А можно рассматривать метафизику просто как ярлычок. Видимо, так делает Александр Иличевский. Его проза, опубликованная в альманахе, — хорошая массовая литература. Там и романтизированная гастарбайтер-сиделка, и Венеция, и про секс не забыто (“до сих пор, окаменев, она стояла на коленях, раз за разом рывками пытаясь кулаками стянуть на голые бедра платье, но вдруг, почувствовав прикосновение, очнувшись, она преданно вперяется, по-собачьи…”), и риторика высокого стиля (“как земля для жизни влечет проросшее зерно, так и город втягивал ее в холод вечности”), и критика сталинизма (но немного, чтобы не сделать текст некомфортным). Соответственно, в качестве заставки перед текстами Иличевского в сборнике помещен стандартно красивый туристический снимок — гондолы на площади Сан-Марко в Венеции. Метафизики в таких произведениях ровно столько, чтобы они были популярными.

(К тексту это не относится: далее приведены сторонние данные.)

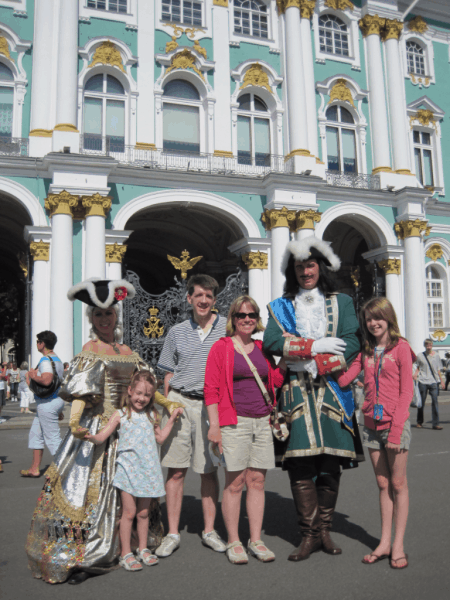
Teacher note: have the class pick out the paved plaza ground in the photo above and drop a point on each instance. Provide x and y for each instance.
(197, 572)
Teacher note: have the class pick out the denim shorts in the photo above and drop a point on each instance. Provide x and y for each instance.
(377, 438)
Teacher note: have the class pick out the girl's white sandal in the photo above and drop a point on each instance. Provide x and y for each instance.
(147, 557)
(133, 565)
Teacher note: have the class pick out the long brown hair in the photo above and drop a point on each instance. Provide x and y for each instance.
(145, 376)
(379, 308)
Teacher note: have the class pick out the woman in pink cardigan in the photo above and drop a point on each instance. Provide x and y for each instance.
(239, 423)
(388, 385)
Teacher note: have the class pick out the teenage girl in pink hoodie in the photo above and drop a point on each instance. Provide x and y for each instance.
(388, 386)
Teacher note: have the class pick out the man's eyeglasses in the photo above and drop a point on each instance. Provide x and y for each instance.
(242, 316)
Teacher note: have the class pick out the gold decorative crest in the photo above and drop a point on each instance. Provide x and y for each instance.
(435, 252)
(154, 329)
(255, 75)
(340, 91)
(184, 60)
(107, 54)
(418, 24)
(184, 263)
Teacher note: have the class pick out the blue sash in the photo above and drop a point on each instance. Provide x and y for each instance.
(284, 312)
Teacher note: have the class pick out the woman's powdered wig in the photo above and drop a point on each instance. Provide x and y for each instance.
(235, 307)
(125, 403)
(379, 308)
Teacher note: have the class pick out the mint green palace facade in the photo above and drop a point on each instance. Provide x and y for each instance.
(134, 129)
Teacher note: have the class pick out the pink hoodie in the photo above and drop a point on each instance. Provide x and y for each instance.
(396, 388)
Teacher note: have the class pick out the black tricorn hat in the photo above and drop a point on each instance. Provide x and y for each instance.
(101, 293)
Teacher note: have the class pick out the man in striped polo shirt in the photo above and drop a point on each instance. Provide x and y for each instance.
(183, 357)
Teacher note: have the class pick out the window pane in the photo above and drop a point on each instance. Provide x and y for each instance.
(332, 149)
(181, 128)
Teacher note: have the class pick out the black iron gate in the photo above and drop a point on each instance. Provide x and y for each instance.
(148, 317)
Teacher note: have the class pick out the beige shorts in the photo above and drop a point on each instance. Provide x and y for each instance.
(188, 439)
(248, 444)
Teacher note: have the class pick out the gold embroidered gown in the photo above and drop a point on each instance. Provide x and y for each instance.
(75, 523)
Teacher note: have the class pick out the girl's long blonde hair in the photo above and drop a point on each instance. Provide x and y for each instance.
(125, 403)
(379, 308)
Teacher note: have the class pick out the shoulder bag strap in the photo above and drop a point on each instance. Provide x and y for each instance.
(254, 370)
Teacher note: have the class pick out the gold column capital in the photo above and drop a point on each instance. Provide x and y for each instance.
(371, 25)
(61, 204)
(405, 229)
(392, 30)
(435, 252)
(256, 260)
(115, 252)
(305, 219)
(40, 250)
(391, 266)
(278, 217)
(96, 205)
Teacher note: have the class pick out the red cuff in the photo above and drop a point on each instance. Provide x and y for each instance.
(329, 363)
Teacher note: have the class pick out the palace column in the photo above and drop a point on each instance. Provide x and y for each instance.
(278, 221)
(416, 315)
(396, 98)
(304, 223)
(65, 131)
(372, 27)
(61, 208)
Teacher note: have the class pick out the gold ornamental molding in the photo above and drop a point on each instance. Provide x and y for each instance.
(435, 252)
(40, 250)
(371, 25)
(340, 4)
(256, 260)
(115, 252)
(184, 263)
(405, 229)
(107, 54)
(393, 30)
(391, 266)
(278, 217)
(184, 60)
(96, 205)
(340, 91)
(305, 219)
(4, 48)
(418, 24)
(255, 75)
(61, 204)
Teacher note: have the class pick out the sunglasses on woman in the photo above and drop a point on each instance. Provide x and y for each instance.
(242, 316)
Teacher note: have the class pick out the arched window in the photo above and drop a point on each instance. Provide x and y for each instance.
(435, 298)
(415, 58)
(181, 117)
(6, 102)
(333, 36)
(253, 131)
(250, 18)
(341, 140)
(182, 11)
(104, 114)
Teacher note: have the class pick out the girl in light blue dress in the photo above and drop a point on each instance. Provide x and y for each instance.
(138, 476)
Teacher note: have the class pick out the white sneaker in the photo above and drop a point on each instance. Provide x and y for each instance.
(169, 544)
(213, 540)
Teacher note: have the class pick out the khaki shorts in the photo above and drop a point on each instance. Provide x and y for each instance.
(188, 438)
(377, 439)
(248, 444)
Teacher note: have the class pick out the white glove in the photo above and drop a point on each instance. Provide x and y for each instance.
(329, 346)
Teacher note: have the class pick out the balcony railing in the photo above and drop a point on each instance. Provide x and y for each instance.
(13, 146)
(353, 180)
(164, 160)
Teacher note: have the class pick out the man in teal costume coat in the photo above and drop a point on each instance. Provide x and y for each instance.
(315, 329)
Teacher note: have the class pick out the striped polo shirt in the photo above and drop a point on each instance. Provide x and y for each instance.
(185, 355)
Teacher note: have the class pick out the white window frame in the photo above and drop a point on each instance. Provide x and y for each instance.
(130, 17)
(351, 19)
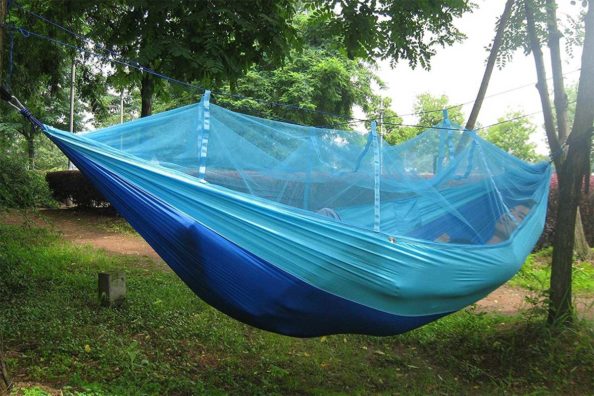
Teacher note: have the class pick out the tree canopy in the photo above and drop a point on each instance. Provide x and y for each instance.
(514, 135)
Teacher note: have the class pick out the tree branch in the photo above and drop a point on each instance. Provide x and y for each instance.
(490, 65)
(557, 68)
(542, 85)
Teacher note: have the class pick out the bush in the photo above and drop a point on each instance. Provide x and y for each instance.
(73, 185)
(21, 187)
(586, 210)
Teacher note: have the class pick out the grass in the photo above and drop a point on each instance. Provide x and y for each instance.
(164, 340)
(536, 272)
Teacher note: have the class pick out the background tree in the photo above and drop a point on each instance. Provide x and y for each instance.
(514, 136)
(428, 108)
(535, 22)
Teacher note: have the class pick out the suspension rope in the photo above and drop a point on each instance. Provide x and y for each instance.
(142, 68)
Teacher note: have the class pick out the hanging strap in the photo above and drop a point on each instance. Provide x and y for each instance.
(204, 135)
(14, 102)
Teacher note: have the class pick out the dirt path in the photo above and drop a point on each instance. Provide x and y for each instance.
(104, 231)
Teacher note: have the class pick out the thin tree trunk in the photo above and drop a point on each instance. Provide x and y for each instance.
(3, 10)
(4, 381)
(476, 108)
(571, 177)
(146, 93)
(543, 87)
(31, 147)
(582, 249)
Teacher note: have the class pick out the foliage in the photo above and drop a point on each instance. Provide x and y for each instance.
(429, 109)
(72, 185)
(20, 187)
(321, 80)
(391, 29)
(166, 341)
(586, 211)
(188, 41)
(40, 79)
(514, 136)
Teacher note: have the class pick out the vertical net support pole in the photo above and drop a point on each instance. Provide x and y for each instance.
(205, 131)
(377, 171)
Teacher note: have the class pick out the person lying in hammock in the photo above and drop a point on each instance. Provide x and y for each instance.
(504, 226)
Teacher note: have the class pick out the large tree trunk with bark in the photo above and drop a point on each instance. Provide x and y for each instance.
(572, 174)
(146, 93)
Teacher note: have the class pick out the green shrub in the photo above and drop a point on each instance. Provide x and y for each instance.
(73, 185)
(21, 187)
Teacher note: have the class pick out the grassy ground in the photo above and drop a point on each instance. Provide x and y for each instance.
(164, 340)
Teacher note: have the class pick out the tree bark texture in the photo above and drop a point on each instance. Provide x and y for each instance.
(572, 174)
(3, 10)
(146, 93)
(582, 249)
(31, 147)
(4, 381)
(557, 69)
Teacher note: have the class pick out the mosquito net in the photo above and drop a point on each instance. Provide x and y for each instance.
(445, 185)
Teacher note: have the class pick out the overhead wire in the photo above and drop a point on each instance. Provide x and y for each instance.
(119, 59)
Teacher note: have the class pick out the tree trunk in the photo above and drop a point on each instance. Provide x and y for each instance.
(571, 176)
(4, 381)
(557, 69)
(31, 147)
(582, 249)
(490, 65)
(146, 93)
(3, 10)
(542, 86)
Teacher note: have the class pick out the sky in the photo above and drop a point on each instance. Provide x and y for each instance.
(457, 72)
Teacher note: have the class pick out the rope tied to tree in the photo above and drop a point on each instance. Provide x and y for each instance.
(16, 104)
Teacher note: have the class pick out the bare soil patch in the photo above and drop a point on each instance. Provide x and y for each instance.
(92, 227)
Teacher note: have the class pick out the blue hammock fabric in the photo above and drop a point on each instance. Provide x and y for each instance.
(306, 231)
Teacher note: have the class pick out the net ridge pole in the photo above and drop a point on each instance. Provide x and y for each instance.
(376, 177)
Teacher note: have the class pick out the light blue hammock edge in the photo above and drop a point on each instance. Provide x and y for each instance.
(289, 269)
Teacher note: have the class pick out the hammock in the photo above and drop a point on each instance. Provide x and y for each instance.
(306, 231)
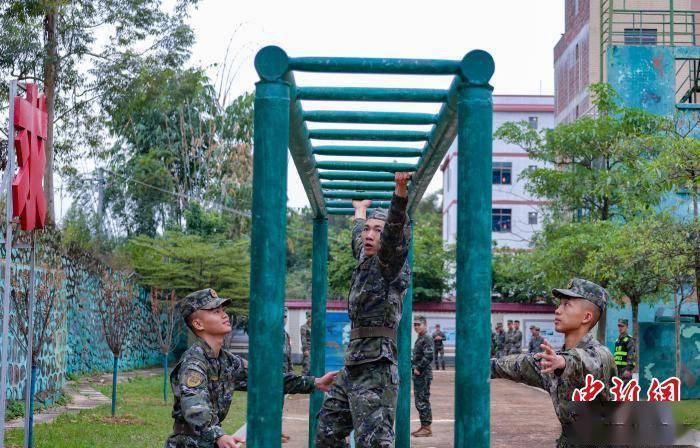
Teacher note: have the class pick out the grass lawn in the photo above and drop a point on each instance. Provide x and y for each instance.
(687, 412)
(143, 420)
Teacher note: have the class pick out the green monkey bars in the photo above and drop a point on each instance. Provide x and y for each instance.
(281, 124)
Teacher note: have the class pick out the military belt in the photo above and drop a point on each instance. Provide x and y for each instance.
(373, 332)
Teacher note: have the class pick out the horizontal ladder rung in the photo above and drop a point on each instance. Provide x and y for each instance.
(371, 151)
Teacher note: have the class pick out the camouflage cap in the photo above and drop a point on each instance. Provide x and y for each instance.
(579, 288)
(205, 299)
(418, 319)
(381, 214)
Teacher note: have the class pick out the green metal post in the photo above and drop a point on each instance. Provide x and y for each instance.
(319, 288)
(403, 406)
(268, 250)
(475, 126)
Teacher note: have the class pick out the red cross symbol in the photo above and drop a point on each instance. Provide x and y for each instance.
(28, 200)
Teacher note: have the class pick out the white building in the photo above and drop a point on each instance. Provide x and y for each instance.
(517, 215)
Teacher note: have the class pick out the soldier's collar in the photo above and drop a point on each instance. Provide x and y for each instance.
(208, 351)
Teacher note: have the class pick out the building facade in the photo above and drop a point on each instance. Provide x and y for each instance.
(516, 215)
(583, 48)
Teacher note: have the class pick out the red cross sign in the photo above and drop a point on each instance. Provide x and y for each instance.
(28, 200)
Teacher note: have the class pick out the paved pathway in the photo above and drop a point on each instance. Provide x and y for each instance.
(514, 410)
(82, 396)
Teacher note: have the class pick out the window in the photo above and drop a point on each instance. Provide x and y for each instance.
(532, 122)
(532, 218)
(640, 36)
(500, 220)
(502, 173)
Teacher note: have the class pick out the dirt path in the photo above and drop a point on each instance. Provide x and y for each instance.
(515, 409)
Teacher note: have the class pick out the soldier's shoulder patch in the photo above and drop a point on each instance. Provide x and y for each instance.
(193, 378)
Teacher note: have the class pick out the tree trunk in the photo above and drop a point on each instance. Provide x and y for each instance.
(50, 70)
(635, 329)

Жаль, что для большинства участников сборника (кроме Давыдова и Ганиковского) не существует современной западной философии. Да и филологии (здесь исключение — Кутик). Жаль, что слишком многие авторы воспроизводят мифологему золотого века. Раньше все было лучше. Раньше “литература преследовала нравственные цели, еще помня про возлюби ближнего” (А. Тавров). То, что и раньше далеко не всякая литература эти цели преследовала, а преследовавшая нравственность — чаще всего делала это так, что полностью подавляла человеческую индивидуальность, Тавров знать не хочет. В. Гайворонский спрашивает: “почему все стало товаром, почему все отношения стали рыночными” — будто таких жалоб не было в Древнем Риме. Многие авторы питают странную уверенность, что эгоистичность современного “массового индивида” хуже старой удушающей коллективности. Современный рынок действительно не заинтересован в глубине, но в ней не было заинтересовано никакое общество. Даже относительно свободное афинское отправило на казнь Сократа. В глубине — личный поиск, выбор, свобода, вещи подрывные и подозрительные. Метафизика — всегда работа одиночек, чей голос приходится разыскивать среди шума.
Метафизика — поиск, а мифу свойственно застывать. “Маркирующие слова метафизичность, поэтичность, мифотворчество объединят одиноких творцов в литературное или, шире, культурное течение, тем омертвив вольное движение духа” — писал еще тринадцать лет назад А. Давыдов. Мир не может быть спасен добром, красотой или чем бы то ни было, и не может быть спасен окончательно, но каждый может в какой-то степени спастись сам и спасти другого — своими усилиями, ежечасно и ежесекундно.